La Suprema Corte si allinea, in tema di separazione dei coniugi, al suo consolidato orientamento già espresso nell’ambito del divorzio, secondo cui, anche la convivenza stabile e continuativa intrapresa con un’altra persona, può comportare la cessazione dell’obbligo di corrispondere l’assegno di mantenimento che grava sull’altro coniuge.
Secondo la Corte, in caso di separazione legale dei coniugi e di formazione di un nuovo nucleo familiare di fatto da parte del coniuge beneficiario del mantenimento, dunque, indipendentemente dalla risoluzione del rapporto coniugale, avviene una rottura tra il preesistente modello di vita e il nuovo assetto fattuale di rilievo costituzionale in quanto espressamente voluto e cercato dal coniuge (ancora) beneficiario della solidarietà coniugale.

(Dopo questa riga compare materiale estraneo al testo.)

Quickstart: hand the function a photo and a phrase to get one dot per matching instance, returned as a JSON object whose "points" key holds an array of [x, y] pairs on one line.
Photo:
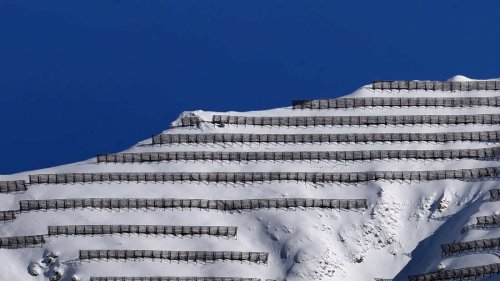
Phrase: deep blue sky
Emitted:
{"points": [[84, 77]]}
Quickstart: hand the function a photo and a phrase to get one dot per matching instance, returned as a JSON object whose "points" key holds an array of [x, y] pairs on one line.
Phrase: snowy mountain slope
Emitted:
{"points": [[399, 234]]}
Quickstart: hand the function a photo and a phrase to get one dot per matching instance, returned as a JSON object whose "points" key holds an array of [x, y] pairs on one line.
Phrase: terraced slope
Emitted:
{"points": [[398, 180]]}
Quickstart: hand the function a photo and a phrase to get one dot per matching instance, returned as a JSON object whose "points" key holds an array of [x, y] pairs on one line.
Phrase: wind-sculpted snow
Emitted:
{"points": [[397, 181]]}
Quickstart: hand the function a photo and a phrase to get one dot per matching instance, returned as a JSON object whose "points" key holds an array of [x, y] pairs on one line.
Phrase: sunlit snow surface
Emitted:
{"points": [[400, 234]]}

Infatti, la ricerca, la scelta ed il concreto perseguimento di un diverso assetto di vita familiare da parte del beneficiario dell’assegno “fa scaturire un riflesso incisivo dello stesso diritto alla contribuzione periodica, facendola venire meno”.
Tale conseguenza trova la sua giustificazione nel c.d. principio di autoresponsabilità, “ossia nel compimento di una scelta consapevole e chiara, orgogliosamente manifestata con il compimento di fatti inequivoci” per aver dato luogo a una unione stabile e continuativa “che si è sovrapposta con effetti di ordine diverso, al matrimonio, sciolto o meno che sia”.
Infine, a nulla rileva neppure la possibilità che i coniugi non divorziati possano astrattamente ricomporre la propria vita in comune in seguito a un ripensamento: anche in questo caso l’assegno non rivivrebbe ma tornerebbe a operare il precedente assetto di vita caratterizzato dalla ripresa della convivenza.